Müslim’de geçen İbn Ebî Şeybe rivayetlerini onun Musannef’inde taradığımızda büyük çoğunluğunun aynı rivayet zinciri ve aynı lafızlarla yer almış olduğunu gördük. Bunun yanı sıra 200 kadarı ise Sahîh’te yer aldığı halde Musannef’te yoktur. Nitekim
Suyutî Müslim’in vicade yoluyla alınan hadisler naklettiğinden dolayı tenkit edildiğini söyledikten sonra örnek olarak İbn Ebî Şeybe rivayetini nakletmektedir. Sahîh’te bu şekilde İbn Ebî Şeybe’den 3 rivayet vardır ancak bunlar Musannef’te mevcut değildir.

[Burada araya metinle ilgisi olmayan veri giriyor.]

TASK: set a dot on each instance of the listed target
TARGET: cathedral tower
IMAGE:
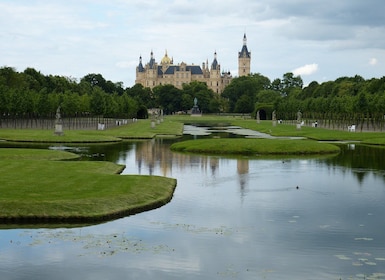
(244, 58)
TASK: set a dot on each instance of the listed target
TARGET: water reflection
(230, 218)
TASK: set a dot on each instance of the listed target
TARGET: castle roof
(140, 66)
(194, 69)
(244, 52)
(166, 59)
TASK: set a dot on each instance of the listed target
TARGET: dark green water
(238, 218)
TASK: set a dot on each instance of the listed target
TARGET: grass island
(42, 186)
(45, 186)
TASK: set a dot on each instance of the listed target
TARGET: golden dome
(166, 59)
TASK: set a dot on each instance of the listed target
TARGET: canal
(230, 218)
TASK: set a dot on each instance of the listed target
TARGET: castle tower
(244, 58)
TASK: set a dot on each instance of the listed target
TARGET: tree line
(30, 94)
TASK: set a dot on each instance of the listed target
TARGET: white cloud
(306, 70)
(107, 37)
(373, 61)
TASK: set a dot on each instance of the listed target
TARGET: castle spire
(244, 58)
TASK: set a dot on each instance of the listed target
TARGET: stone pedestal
(59, 129)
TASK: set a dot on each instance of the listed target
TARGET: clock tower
(244, 58)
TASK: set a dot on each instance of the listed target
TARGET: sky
(318, 40)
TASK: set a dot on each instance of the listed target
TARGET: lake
(230, 218)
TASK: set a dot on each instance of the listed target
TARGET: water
(230, 218)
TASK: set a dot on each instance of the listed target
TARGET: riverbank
(289, 130)
(42, 186)
(142, 129)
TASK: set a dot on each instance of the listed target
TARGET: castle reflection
(156, 154)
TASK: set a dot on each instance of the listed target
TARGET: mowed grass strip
(250, 146)
(74, 191)
(137, 130)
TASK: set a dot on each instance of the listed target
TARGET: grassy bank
(315, 133)
(35, 187)
(254, 147)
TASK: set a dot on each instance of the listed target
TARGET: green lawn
(254, 147)
(139, 130)
(36, 187)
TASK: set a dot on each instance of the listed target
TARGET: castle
(166, 72)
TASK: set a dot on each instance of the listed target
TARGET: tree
(98, 103)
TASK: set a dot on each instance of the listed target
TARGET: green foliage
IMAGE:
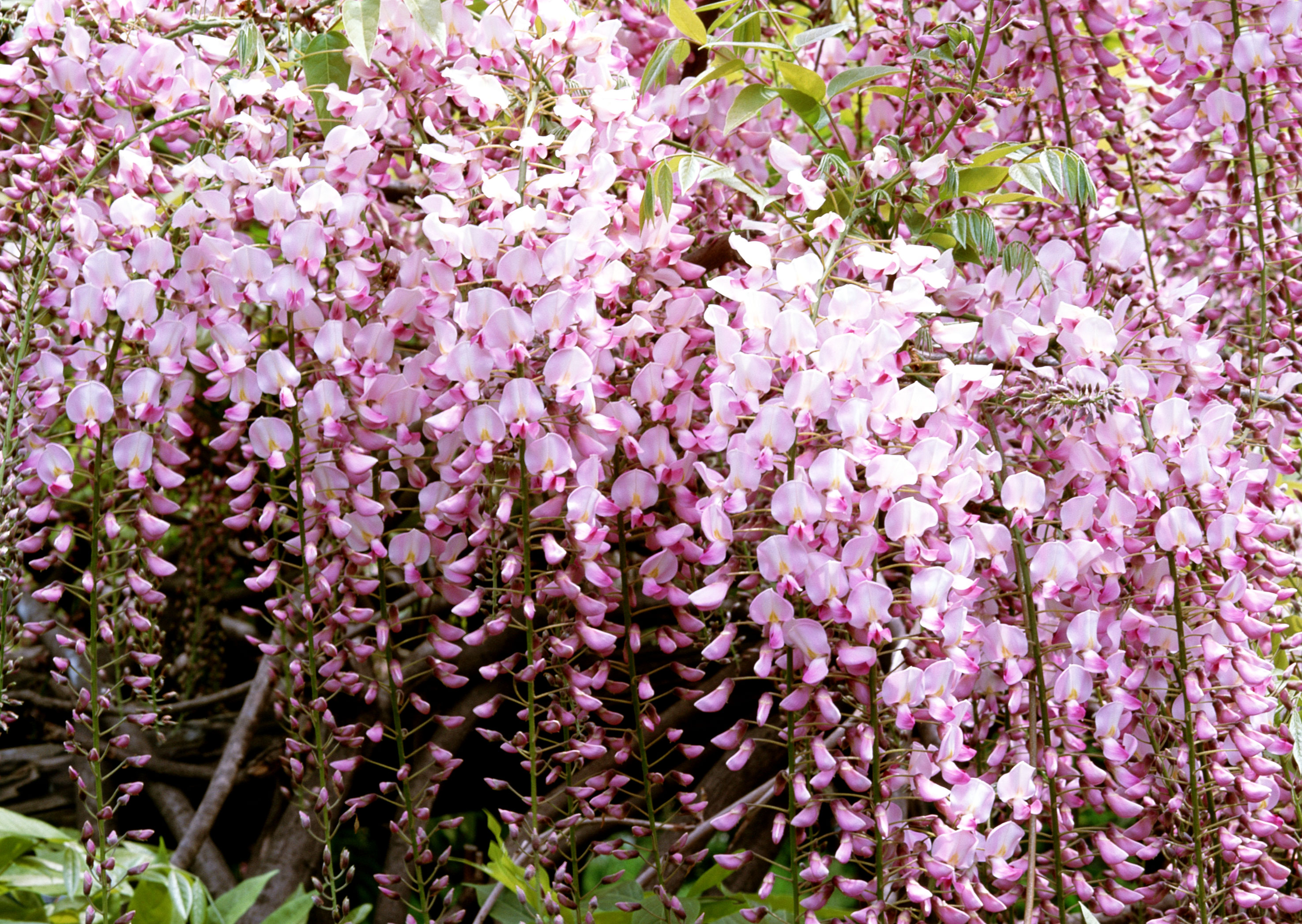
(657, 71)
(41, 880)
(1019, 258)
(429, 16)
(688, 23)
(857, 77)
(749, 102)
(820, 34)
(324, 64)
(659, 189)
(975, 231)
(804, 80)
(250, 47)
(361, 21)
(704, 896)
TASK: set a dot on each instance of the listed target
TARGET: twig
(227, 768)
(210, 866)
(184, 706)
(756, 797)
(489, 902)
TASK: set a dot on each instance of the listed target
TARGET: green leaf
(731, 67)
(689, 172)
(325, 64)
(23, 906)
(250, 50)
(1069, 176)
(429, 17)
(1028, 176)
(233, 905)
(181, 893)
(730, 179)
(153, 904)
(813, 36)
(199, 904)
(854, 77)
(654, 75)
(802, 105)
(294, 911)
(646, 209)
(750, 101)
(709, 880)
(1017, 255)
(361, 21)
(997, 153)
(664, 187)
(688, 23)
(20, 826)
(979, 179)
(976, 231)
(804, 80)
(12, 848)
(1004, 198)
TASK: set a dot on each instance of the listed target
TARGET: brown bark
(210, 866)
(224, 778)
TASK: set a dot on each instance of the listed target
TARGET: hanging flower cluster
(914, 394)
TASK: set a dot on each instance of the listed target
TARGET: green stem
(791, 793)
(396, 711)
(879, 860)
(97, 710)
(527, 551)
(1190, 740)
(636, 697)
(1033, 637)
(1260, 215)
(320, 744)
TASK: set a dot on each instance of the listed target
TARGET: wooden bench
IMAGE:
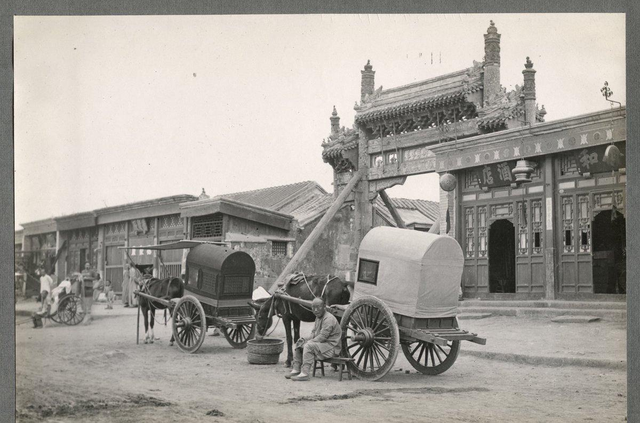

Müslim’in eserinin en önemli meziyeti ve Buharî’nin eserine üstünlük yönü olarak zikredilen bir hadisin bütün tariklerini müteaddid isnatlarla ve muhtelif lafızlarla bir araya getirmiş olmasıdır. Müslim’in İbn Ebî Şeybe’nin bin küsür rivayetini eserine alması ve Sezgin’in, “Daha evvelki edebiyatın bâblarına tâbî olma keyfiyeti, Kütüb-i Sitte’nin hepsinde müşahede olunmaktadır” tespiti ile birlikte değerlendirecek olursa Müslim’in İbn Ebî Şeybe’nin hadisin farklı senedlerini birarada toplaması ve bir hadisi müteaddid senedlerle rivayet etmesi metodundan istifade ettiği görülmektedir.
Mâmafih her ne kadar Müslim Sahîh’ine bölüm ve konu başlıkları koymamışsa da Musannef ile mukayese edildiğinde İbn Ebî Şeybe’den alınan hadislerin muhteva açısından aynı bölüm ve bablarda geçmiş olması tertip ve tebvîb yönünden de hocasından büyük oranda etkilendiği anlaşılmaktadır. Zira Müslim eserine mukaddimesinde “Haddesenâ Ebû Bekir İbn Ebî Şeybe” diyerek rivayete kendisiyle başladığı hocasına eserinin hemen her sayfasında yer vermekte ve böylesi rivayetler adeta eserin iskeletini oluşturmaktadır. Bu sebepledir ki bu çalışmada Müslim’in İbn Ebî Şeybe’den rivayetlerini metin mukayesesine dâhil etmek mümkün olamamıştır. Bu hususun müstakil bir çalışma olarak incelenmesinin daha isabetli olacağı kanaatine varılmıştır. Zira Müslim’in hocası İbn Ebî Şeybe’den bu kadar çok hadis rivayet etmesinin bir anlamı olmalıdır. Bunun sebebi olarak akla ilk gelen Müslim’in kendisiyle aynı hassasiyetleri taşıyan İbn Ebî Şeybe’nin de lafzî rivayete önem vermesidir. Bu sebeple olsa gerek hafızası son derece güçlü ve hadis ezberinde çokça övülen bir kimse olmasına rağmen 20 bin hadis yazdırmayı gerçek bir hadisçi olmanın koşulu kılmıştır ki bu lafzı muhafazada ezberin yanı sıra yazıyı da gerekli gördüğüne ve bu birlikteliğin daha etkili netice verdiğini düşündüğüne işaret etmektedir.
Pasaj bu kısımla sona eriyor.